Analysis of the failure:
- Started 2026-04-19T18:20:12 UTC, terminated 2026-04-19T22:20:18 UTC
- Linear projection from 10K (818s PBP write, 513K rows/sec throughput)
  gave 100K PBP write = ~8,200s = 2.3h, total ~2.5h. Should have fit.
- Actual: still in the PBP write phase at 4h. That's super-linear, at
  least 1.75x worse than the 10K-based projection.
- Most likely cause: the play_by_play table is now PARTITION BY season_id
  (single partition per season). At 100K scale a single partition has
  ~4.2B rows. ClickHouse MergeTree creates parts and eventually merges
  them in the background; at this volume the background-merge pressure
  on the single partition may cap foreground INSERT throughput in a way
  that doesn't show at 10K (where the partition is only ~420M rows).
- Secondary factor: 4 client workers × 32 parallel_workers = potentially
  overwhelming the 2-replica Cloud tier's insert throughput ceiling for
  sustained hours.

What to try next (any one should unblock 100K-with-PBP):
1. Bigger CH Cloud tier. Production Scale has 2 × 4 CPU replicas; bumping
   to 4 × 16 CPU would 8x the insert-side capacity.
2. Partition PBP by (season_id, intDiv(world_id, 10000)).
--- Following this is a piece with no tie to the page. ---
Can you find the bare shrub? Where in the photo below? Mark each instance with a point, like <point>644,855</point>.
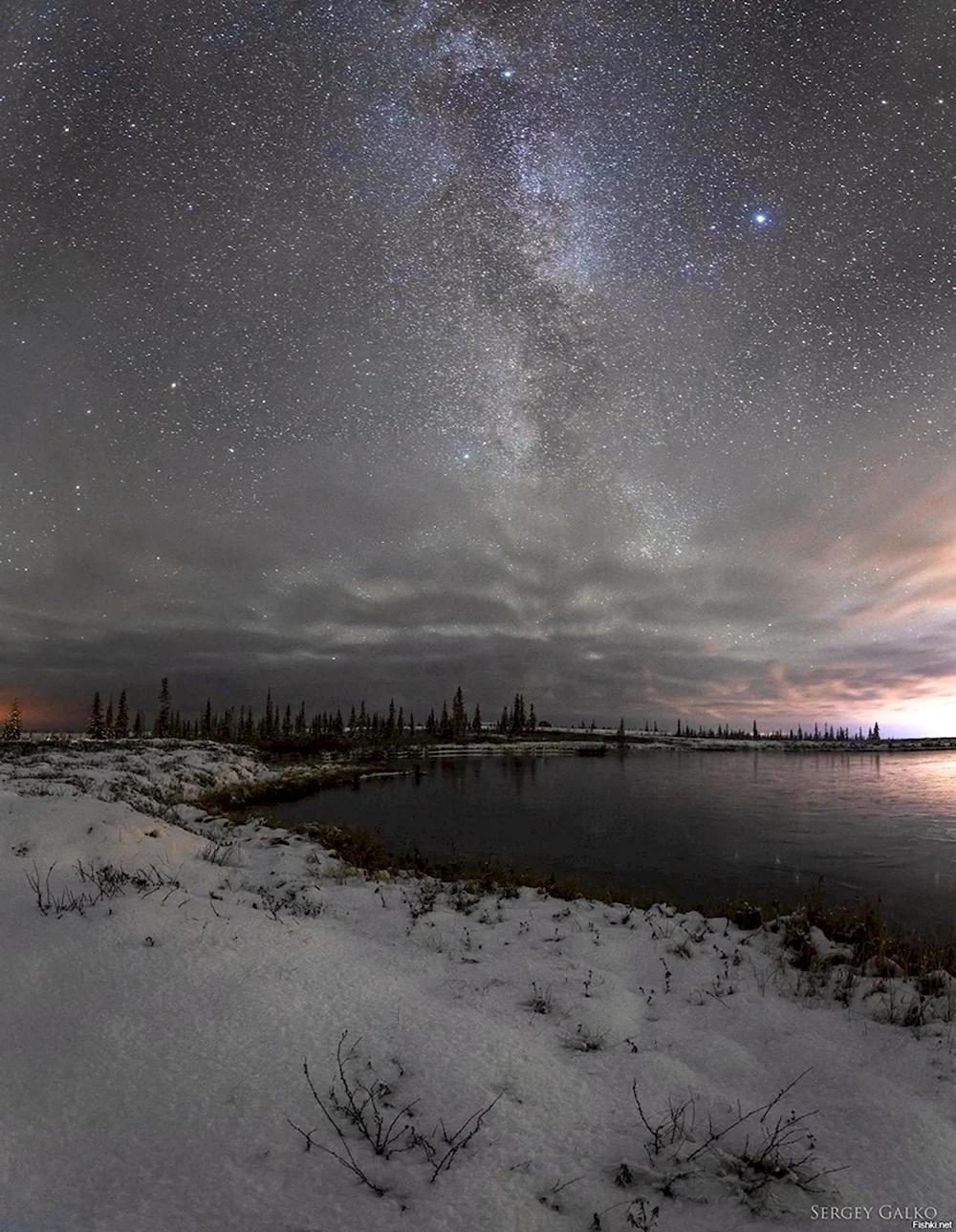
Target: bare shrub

Still <100
   partitions per run (a hard CH Cloud setting), but spreads data across
   10 partitions so background merges happen in parallel.
3. Drop PBP from the critical-path 100K pipeline. Ship OC-only at
   49.85 min as the primary artifact; run PBP as a secondary bulk-insert
   pipeline when needed.

Highest validated with-PBP scale: 10K (1,120s / 18.7 min). See the
10K run file for details.